Wednesday, September 11, 2024

Parsing Large JSON Files using Jackson Streaming API Example

In the last couple of JSON tutorials for Java programmers, we have learned how to parse JSON using JSON-Simple library, parsing JSON array to Java array using GSon, and in this tutorial, we will learn how to parse a large JSON file in Java using Jackson's Streaming API. Jackson is one of the most popular JSON processing frameworks and provides three main models to parse and process JSON data including Streaming API, data binding, and tree model. Out of these three, Streaming works at the lowest level and can be used to parse huge JSON responses up to even gigabytes of size. If you are familiar with XML parsing, then you know that how difficult it is to parse huge XML files with DOM parser because it fully loads the file in memory before you can process it.

In case you have low memory e.g. Android devices you can't use that to parse XML. Thankfully, XML provides SAX and StAX parsers which are streaming-based and can be used to process huge files without loading them completely in memory.

Out of these two, StAX is even better because it allows pull-based processing where the client pulls data from parser instead of parser pushing data, which is the case with SAX parser. Jackson's Streaming API is similar to the StAX parser. You can pull the data you want and ignore what you don't want.

Though performance doesn't come without a cost, using Streaming API is a little difficult than using other Jackson models which provides a direct mapping between Java and Jackson objects. You have to handle all JSON data by yourself while using Streaming API.

And, if you are new to JSON Parsing in Java then I highly recommend you check out Jackson library. It's a very useful, versatile, and high-performance library for parsing JSON and CSV files and I think every Java developer should know about it.

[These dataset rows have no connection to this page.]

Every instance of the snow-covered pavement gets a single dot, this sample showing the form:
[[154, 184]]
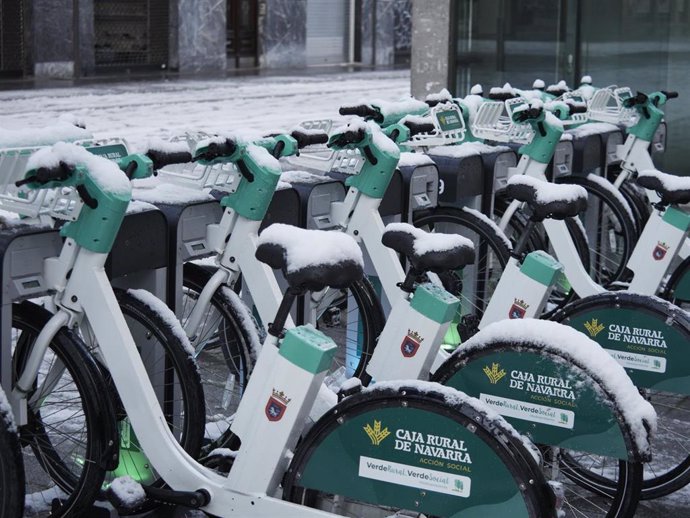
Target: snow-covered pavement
[[141, 110]]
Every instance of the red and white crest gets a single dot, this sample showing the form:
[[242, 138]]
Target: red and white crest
[[659, 251], [276, 406], [410, 344]]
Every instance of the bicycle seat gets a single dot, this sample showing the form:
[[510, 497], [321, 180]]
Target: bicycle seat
[[311, 259], [671, 188], [429, 252], [548, 200]]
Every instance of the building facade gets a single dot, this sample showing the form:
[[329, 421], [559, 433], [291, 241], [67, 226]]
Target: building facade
[[643, 44], [79, 38]]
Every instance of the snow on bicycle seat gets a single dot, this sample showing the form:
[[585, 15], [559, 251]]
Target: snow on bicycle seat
[[429, 252], [311, 259], [548, 200], [671, 188]]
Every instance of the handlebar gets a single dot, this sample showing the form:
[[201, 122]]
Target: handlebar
[[362, 110], [308, 138], [527, 114], [161, 159], [45, 175], [217, 150], [348, 137], [419, 127]]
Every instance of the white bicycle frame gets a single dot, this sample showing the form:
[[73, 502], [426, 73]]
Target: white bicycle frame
[[87, 295], [648, 273]]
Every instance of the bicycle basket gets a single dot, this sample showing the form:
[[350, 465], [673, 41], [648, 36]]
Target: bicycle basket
[[606, 105], [493, 122], [449, 128]]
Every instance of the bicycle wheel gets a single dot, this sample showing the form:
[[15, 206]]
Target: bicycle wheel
[[371, 427], [173, 374], [669, 468], [610, 228], [225, 351], [229, 340], [473, 284], [638, 202], [70, 437], [11, 465]]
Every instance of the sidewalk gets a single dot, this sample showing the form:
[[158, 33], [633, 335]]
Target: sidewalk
[[159, 108]]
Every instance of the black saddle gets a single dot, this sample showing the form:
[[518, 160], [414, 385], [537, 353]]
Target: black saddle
[[429, 252], [671, 188], [332, 259], [548, 200]]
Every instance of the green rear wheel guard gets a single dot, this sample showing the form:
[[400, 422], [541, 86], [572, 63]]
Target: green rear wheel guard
[[409, 449]]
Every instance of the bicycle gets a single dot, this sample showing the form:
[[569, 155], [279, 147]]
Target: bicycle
[[106, 444], [11, 464], [289, 370]]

If you need a resource, check out Jackson Quick Start: JSON Serialization With Java Made Easy - a free course on Udemy to learn Jackson API basics.






Benefits of using Jackson Streaming API

There are several advantages of using Jackson's Streaming API to parse JSON String or convert Java object to JSON, but the most important one is that its very efficient.

It has least memory and processing overhead and is extremely useful to parse large JSON responses, for example a JSON response containing thousands of order or list of books or list of electronic items downloaded from e-commerce sites like eBay or Amazon. 

Talking about other two model of Jackson API, data binding model converts JSON to and from Java object based either annotation or Java bean convention, while Tree Model provides a mutable in-memory tree representation of a JSON document, similar to DOM parser. 

In short, Streaming API is most powerful, has less memory and CPU overhead but tricky to use, while data binding is often most convenient, on the other hand Tree Model is most flexible.

BTW, both of this model internally uses streaming API to parse JSON strings before converting it into respective models.


Library JARs and Dependency

In order to try following example, you need to download and add Jackson streaming API in your program's classpath. If you are using Maven then you can add following dependency in your pom.xml file :

<dependency>
   <groupId>org.codehaus.jackson</groupId>
   <artifactId>jackson-xc</artifactId>
   <version>1.9.12</version>
</dependency>

or just download and  add following JAR in CLASSPATH of your Java application.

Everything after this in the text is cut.